Thanks for the quick response,

Frank

2006-10-12 20:57:52

by Doug Reiland

[permalink] [raw]
Subject: Re: Kernel panic in 2.6.19-rc1

I had similiar problems moving from 2.6.18 to 2.6.19-rc1. It might
have something to do with me using a new kernel on an old
distributation, but things like INIT need sysctl.

I had a time getting CONFIG_SYSCTL_SYSCALL=y to stick so I changed the
kernel/sysctl.c ifdefs. You might try and it looks like you are using
x86_64 so double check for usage of that define under arch/x86_64. I
thought I saw it under the 32bit emulation stuff.

Boot just fine after this.

2006-11-17 14:44:45

by Doug Reiland

[permalink] [raw]
Subject: Re: Kernel panic in 2.6.19-rc1

Andrew Morton sorry I missed your reply:

To recap, I said:
FYI, I had to get CONFIG_SYSCTL_SYSCALL set to solve my
2.6.19-rc1 boot panic.
Actually, I couldn't get CONFIG_SYSCTL_SYSCALL=y to stick so I
modified kernel/sysctl.c's ifdefs.

You said:
What boot panic was that?
It depends on CONFIG_EMBEDDED.

The panic was because init died. I get an error message about unknown
library version (exact message I can't recall) and then the panic.

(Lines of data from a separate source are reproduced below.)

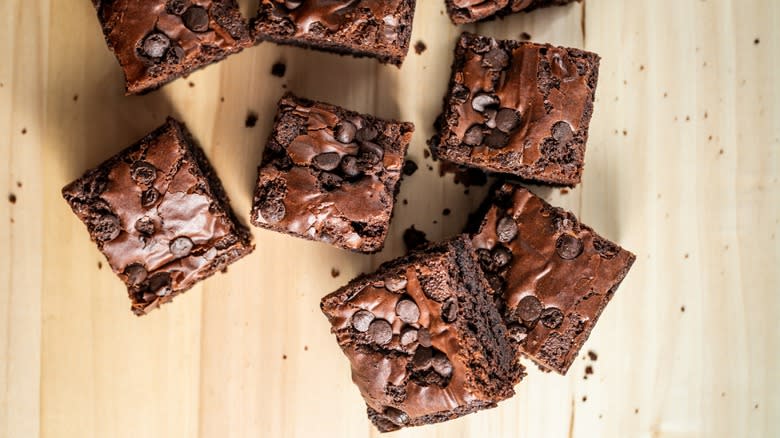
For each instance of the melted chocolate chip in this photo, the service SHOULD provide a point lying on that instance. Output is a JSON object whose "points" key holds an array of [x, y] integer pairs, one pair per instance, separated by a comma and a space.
{"points": [[529, 309], [143, 173], [506, 229], [155, 45], [568, 247], [380, 331], [327, 161], [361, 320], [407, 311], [552, 317], [196, 19]]}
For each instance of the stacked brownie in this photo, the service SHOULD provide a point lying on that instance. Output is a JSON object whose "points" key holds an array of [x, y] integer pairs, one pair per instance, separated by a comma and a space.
{"points": [[433, 335]]}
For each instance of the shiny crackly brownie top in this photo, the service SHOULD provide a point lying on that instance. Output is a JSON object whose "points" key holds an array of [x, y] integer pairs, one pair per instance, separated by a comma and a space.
{"points": [[329, 174], [519, 108], [158, 40], [554, 274], [366, 26], [153, 213]]}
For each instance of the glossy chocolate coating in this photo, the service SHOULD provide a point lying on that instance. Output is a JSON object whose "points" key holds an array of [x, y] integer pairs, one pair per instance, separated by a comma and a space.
{"points": [[568, 268]]}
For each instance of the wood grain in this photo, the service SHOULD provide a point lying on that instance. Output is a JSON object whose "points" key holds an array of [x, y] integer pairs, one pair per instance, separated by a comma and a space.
{"points": [[682, 168]]}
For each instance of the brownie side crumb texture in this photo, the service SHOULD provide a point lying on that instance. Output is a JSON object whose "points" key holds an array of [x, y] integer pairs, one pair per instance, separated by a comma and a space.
{"points": [[518, 108], [364, 28], [157, 41], [424, 338], [160, 215], [331, 175], [553, 275]]}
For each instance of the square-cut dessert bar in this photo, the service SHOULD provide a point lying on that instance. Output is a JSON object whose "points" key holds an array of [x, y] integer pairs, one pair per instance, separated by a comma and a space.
{"points": [[330, 174], [157, 41], [424, 338], [469, 11], [379, 29], [553, 275], [518, 108], [159, 214]]}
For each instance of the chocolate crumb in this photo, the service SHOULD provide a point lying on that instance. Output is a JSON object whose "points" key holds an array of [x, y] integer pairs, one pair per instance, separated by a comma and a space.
{"points": [[251, 119], [278, 69]]}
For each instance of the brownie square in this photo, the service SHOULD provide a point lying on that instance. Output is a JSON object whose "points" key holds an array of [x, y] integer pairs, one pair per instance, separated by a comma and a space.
{"points": [[469, 11], [518, 108], [159, 214], [424, 338], [552, 275], [157, 41], [330, 174], [373, 28]]}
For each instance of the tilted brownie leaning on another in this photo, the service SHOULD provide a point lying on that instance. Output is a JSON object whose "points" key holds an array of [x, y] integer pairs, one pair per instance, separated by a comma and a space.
{"points": [[159, 214], [330, 174], [157, 41], [518, 108], [424, 339], [378, 29], [553, 276]]}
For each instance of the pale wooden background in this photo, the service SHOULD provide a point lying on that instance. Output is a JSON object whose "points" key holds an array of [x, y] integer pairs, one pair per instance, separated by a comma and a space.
{"points": [[682, 168]]}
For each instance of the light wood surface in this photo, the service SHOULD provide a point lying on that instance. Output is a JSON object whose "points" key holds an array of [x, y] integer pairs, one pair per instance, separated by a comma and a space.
{"points": [[682, 168]]}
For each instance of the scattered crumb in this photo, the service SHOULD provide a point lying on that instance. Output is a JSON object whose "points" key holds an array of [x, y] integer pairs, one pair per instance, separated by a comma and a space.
{"points": [[251, 119], [278, 69], [414, 238], [409, 167]]}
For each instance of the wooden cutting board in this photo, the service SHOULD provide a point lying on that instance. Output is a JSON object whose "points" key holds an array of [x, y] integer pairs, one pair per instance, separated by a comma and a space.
{"points": [[682, 168]]}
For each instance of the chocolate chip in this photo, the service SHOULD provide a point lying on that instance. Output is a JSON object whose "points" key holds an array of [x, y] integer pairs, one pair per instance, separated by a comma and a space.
{"points": [[506, 229], [143, 173], [449, 310], [424, 337], [507, 120], [442, 365], [380, 331], [145, 225], [562, 132], [345, 132], [568, 247], [408, 336], [395, 284], [366, 133], [136, 274], [106, 228], [361, 320], [327, 161], [155, 45], [552, 317], [480, 102], [272, 210], [407, 311], [501, 256], [181, 246], [349, 165], [196, 19], [149, 197], [496, 139], [495, 59], [529, 309], [396, 416], [473, 136]]}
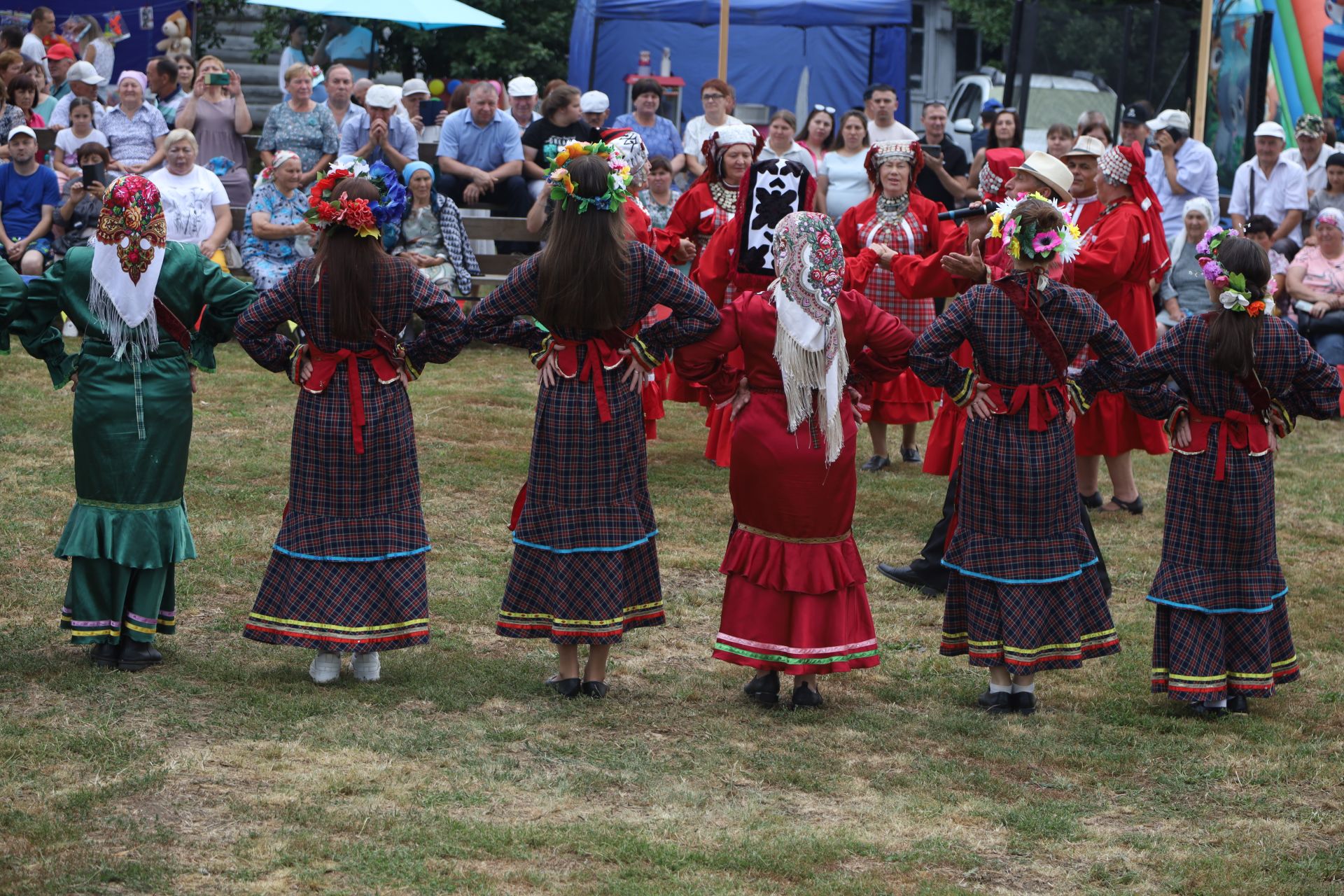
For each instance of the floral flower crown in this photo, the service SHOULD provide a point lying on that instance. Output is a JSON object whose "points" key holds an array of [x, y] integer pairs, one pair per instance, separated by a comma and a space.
{"points": [[365, 218], [1026, 241], [1236, 296], [617, 179]]}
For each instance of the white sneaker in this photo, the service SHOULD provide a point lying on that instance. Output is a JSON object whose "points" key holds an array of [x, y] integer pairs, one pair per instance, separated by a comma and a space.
{"points": [[324, 668], [366, 665]]}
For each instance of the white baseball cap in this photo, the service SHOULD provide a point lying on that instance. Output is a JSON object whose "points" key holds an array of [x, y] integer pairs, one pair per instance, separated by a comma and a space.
{"points": [[382, 97], [85, 73], [1270, 130], [1170, 118], [522, 86], [594, 101]]}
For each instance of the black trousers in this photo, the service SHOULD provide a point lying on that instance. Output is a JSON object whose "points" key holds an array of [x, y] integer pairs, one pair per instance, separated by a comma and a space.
{"points": [[929, 567], [511, 192]]}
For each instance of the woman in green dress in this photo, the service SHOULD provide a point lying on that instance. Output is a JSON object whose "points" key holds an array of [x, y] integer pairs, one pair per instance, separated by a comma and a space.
{"points": [[134, 375]]}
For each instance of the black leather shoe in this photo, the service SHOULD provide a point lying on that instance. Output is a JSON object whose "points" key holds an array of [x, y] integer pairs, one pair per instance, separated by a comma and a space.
{"points": [[568, 688], [104, 654], [804, 697], [764, 688], [137, 654], [909, 578]]}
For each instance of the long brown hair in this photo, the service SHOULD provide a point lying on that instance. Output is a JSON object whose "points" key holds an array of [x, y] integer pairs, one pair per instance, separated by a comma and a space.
{"points": [[581, 273], [347, 264], [1231, 335]]}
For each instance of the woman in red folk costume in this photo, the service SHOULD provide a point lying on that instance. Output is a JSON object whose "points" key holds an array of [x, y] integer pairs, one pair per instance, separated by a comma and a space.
{"points": [[1025, 594], [1123, 253], [708, 204], [794, 598], [347, 570], [1221, 633], [585, 564], [901, 218]]}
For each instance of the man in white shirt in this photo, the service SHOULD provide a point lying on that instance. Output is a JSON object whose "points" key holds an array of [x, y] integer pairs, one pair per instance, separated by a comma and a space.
{"points": [[1270, 186], [1186, 168], [879, 105]]}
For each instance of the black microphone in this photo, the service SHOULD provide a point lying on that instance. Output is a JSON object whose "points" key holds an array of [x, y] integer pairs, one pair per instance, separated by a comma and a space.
{"points": [[961, 214]]}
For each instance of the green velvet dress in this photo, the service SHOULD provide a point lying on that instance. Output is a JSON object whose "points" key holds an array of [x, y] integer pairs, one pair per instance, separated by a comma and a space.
{"points": [[131, 431]]}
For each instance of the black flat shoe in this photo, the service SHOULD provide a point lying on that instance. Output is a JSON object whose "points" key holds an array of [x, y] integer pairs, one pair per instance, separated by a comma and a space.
{"points": [[804, 697], [764, 690], [909, 578], [104, 654], [137, 654], [1135, 507], [568, 688]]}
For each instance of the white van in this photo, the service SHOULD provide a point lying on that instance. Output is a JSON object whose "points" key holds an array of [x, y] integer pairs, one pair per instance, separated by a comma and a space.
{"points": [[1054, 99]]}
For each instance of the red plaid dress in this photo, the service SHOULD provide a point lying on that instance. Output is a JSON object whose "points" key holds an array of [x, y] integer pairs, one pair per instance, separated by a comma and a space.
{"points": [[1023, 589], [794, 597], [905, 399], [347, 570], [585, 564], [1222, 608]]}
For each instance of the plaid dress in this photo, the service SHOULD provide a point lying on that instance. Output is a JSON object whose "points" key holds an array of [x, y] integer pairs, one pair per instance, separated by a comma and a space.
{"points": [[347, 570], [1222, 608], [1025, 590], [585, 564]]}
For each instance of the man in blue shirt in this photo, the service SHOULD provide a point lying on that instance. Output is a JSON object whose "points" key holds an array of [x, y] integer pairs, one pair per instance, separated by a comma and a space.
{"points": [[379, 134], [480, 159], [29, 197]]}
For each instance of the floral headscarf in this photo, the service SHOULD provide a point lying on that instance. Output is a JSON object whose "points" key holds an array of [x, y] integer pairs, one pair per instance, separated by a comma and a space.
{"points": [[809, 339], [128, 255]]}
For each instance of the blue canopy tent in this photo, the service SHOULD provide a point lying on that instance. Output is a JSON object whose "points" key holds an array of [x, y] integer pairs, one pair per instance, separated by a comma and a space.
{"points": [[844, 45]]}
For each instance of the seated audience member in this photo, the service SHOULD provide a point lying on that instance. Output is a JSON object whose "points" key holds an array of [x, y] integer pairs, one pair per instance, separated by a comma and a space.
{"points": [[480, 159], [69, 140], [1183, 292], [77, 218], [274, 232], [660, 136], [381, 134], [29, 198], [432, 235], [302, 127], [134, 130], [84, 85], [780, 143], [717, 97], [195, 203], [1316, 276], [596, 108], [218, 115], [561, 124], [1280, 188], [1261, 229], [164, 93]]}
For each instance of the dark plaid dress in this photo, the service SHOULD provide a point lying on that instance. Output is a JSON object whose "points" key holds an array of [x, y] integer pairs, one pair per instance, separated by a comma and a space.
{"points": [[1023, 589], [585, 564], [1221, 597], [347, 570]]}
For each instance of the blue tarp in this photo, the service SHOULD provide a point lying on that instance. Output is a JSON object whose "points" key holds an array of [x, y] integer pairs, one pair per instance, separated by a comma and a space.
{"points": [[844, 45]]}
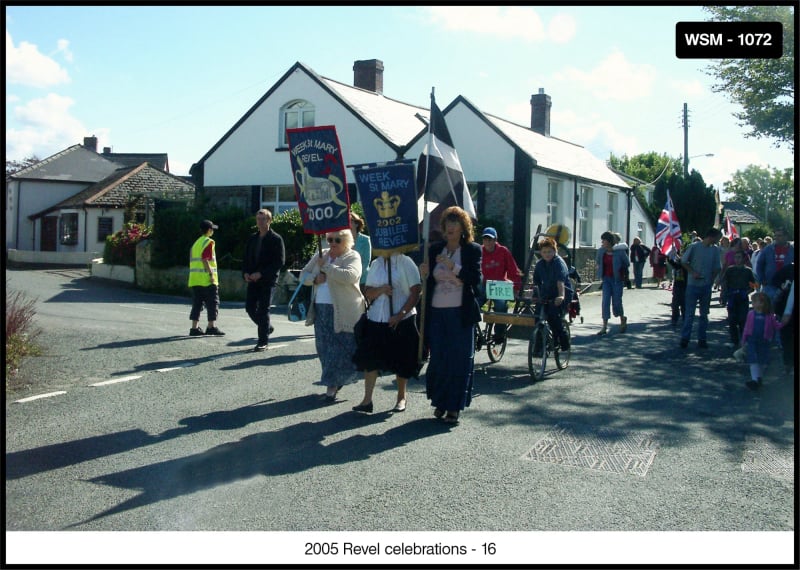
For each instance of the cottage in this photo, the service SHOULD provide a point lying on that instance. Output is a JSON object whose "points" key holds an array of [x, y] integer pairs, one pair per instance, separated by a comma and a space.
{"points": [[516, 173], [69, 202]]}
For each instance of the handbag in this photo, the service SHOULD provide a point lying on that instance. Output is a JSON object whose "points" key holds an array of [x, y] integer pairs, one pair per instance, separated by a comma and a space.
{"points": [[298, 304]]}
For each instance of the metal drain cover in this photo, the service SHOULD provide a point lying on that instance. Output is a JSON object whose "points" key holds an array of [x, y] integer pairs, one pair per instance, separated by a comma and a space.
{"points": [[761, 456], [597, 448]]}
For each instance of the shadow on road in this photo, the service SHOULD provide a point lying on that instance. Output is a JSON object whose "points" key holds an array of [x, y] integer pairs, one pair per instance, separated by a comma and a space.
{"points": [[292, 449]]}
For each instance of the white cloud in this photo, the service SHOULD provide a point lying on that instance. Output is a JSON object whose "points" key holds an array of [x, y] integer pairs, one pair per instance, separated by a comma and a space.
{"points": [[689, 89], [561, 28], [63, 49], [45, 127], [505, 22], [614, 78], [26, 66]]}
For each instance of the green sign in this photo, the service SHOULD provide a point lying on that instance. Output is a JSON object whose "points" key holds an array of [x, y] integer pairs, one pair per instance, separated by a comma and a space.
{"points": [[500, 290]]}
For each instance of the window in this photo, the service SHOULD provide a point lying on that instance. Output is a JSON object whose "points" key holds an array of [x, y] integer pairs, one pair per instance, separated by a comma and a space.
{"points": [[613, 200], [105, 227], [552, 202], [584, 215], [278, 199], [68, 229], [295, 115]]}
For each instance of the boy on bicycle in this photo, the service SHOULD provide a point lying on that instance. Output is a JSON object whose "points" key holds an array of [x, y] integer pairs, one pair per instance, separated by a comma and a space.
{"points": [[551, 277]]}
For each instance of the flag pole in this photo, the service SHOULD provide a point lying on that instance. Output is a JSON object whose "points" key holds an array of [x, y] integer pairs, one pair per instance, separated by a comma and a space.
{"points": [[426, 223]]}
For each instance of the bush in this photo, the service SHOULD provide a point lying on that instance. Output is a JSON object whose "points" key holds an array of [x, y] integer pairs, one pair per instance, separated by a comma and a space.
{"points": [[20, 333], [120, 248]]}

Again, I am running a new 2.6.x kernel on an old distribution so my
init binary or run-time loader might still be depending on SYSCTL.

I am now playing with a x86_64 kernel and saw this same problem. Your
CONFIG_EMBEDDED hint helped. I set that and CONFIG_SYSCTL_SYSCALL
stays on.

Thanks again and sorry for not attaching this to the original email thread.